Care Provider Focus: 'Hospitalists' Help Ease Frustration
By William Coyne, M.D.
Cascade Valley Hospital
Grandma is in the hospital and the whole family is anxious to know what is happening. One family member tries to stay with her most of the time, but her physician seems to come when no one is there.
A hospital call, that physician drop-by-and-disappear routine, always has frustrated patients and their families. A patient's personal doctor appears for a few minutes first thing in the morning, or last thing at night. After tweaking orders for medications or tests, the doctor hurries on to the next patient, who may be at another hospital, or waiting in the doctor's office.
There is little time to talk to the doctor during the hospital call, and there may be a big gap between visits when the doctor can't respond immediately to changes in the patient's condition.
Hospital calls have grown equally frustrating for many doctors. They not only extend each workday, but can also mean time wasted commuting between the hospital and clinics.
When the doctor gets tied up in the hospital or stuck in traffic, patients with scheduled appointments in the office have to wait, wasting their own valuable time.
Change is arriving on the heels of a new kind of doctor--one who works entirely at the hospital. Hospital inpatient medical specialists began to appear in the 1990s.
In 1996, a New England Journal of Medicine article picked the name "hospitalists" for this new breed of doctor. It made sense. Internists specialize in internal medicine and cardiologists in the heart. These doctors specialize in hospital medicine. Hospitalists care for patients who are hospitalized, sending regular reports to the patient's personal doctor. Patients return to their doctor when discharged.

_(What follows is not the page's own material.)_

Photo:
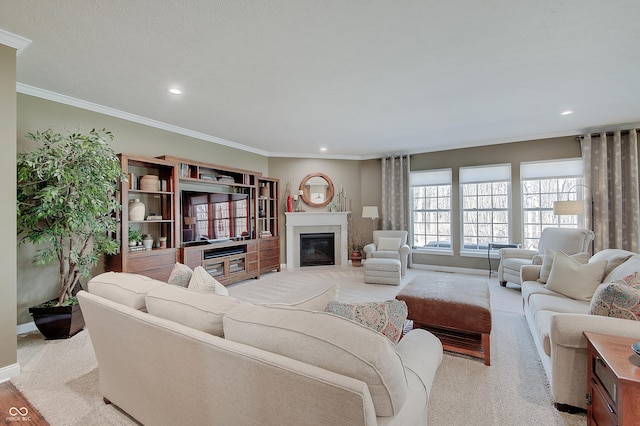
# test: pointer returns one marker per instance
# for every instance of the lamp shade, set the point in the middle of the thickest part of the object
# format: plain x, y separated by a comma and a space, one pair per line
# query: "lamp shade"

Hospitalists have a lot of advantages for patients. Because they are based in the hospital, they are able to spend more time with each patient. They can change medication or order tests--and then follow through to make sure the tests are done quickly.
Hospitalists also admit patients from the emergency department and serve patients who need hospitalization but do not have a personal doctor.

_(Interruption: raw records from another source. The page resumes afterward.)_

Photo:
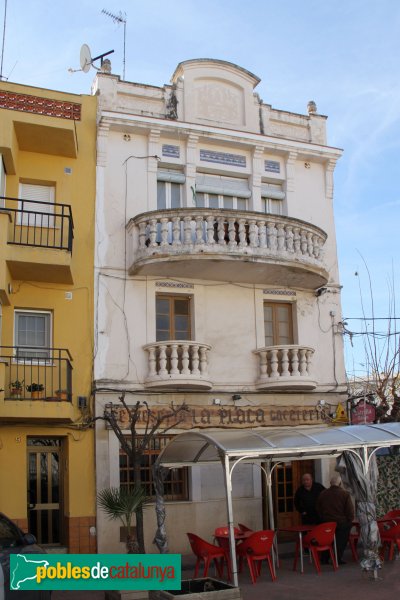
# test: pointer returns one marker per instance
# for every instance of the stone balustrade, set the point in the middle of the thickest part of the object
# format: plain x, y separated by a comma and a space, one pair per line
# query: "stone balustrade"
287, 366
218, 230
179, 235
181, 364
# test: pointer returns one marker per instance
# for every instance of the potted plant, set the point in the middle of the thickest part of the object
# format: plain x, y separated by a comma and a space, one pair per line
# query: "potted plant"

New training rules have reduced the long hours residents once worked in hospitals. Hospitalists are filling that gap. Their familiarity with the hospital workplace culture sometimes enables them to get tests done faster so patients can be treated more efficiently and released faster.
Some studies show that patients treated by hospitalists go home one day earlier than other patients with a bill that's about $900 less. Both doctors and patients have positive opinions of hospitalists, according to other studies.
If you are hospitalized at Cascade Valley Hospital, there may be a hospitalist in your future. CVH recognized the pressures placed on local primary care providers and surgical specialists in trying to balance time between their patients in the hospital and clinic. To aid local providers, CVH has recently implemented its own hospitalist program, hiring Emmanuel Yruma, MD, and William Coyne, MD. Both Drs. Yruma and Coyne are board-certified internal medicine specialists.
Hospitalists are the fastest growing medical specialty in the United States, according to the Society for Hospital Medicine. Their numbers have grown from about 800 in the mid-1990s to about 10,000 today. Experts predict the number of hospitalists will top 25,000 within five years.
Disclaimer: This information is provided for educational purposes only. It should not replace a visit with your health care professional. Call your doctor if you need more information or have additional questions.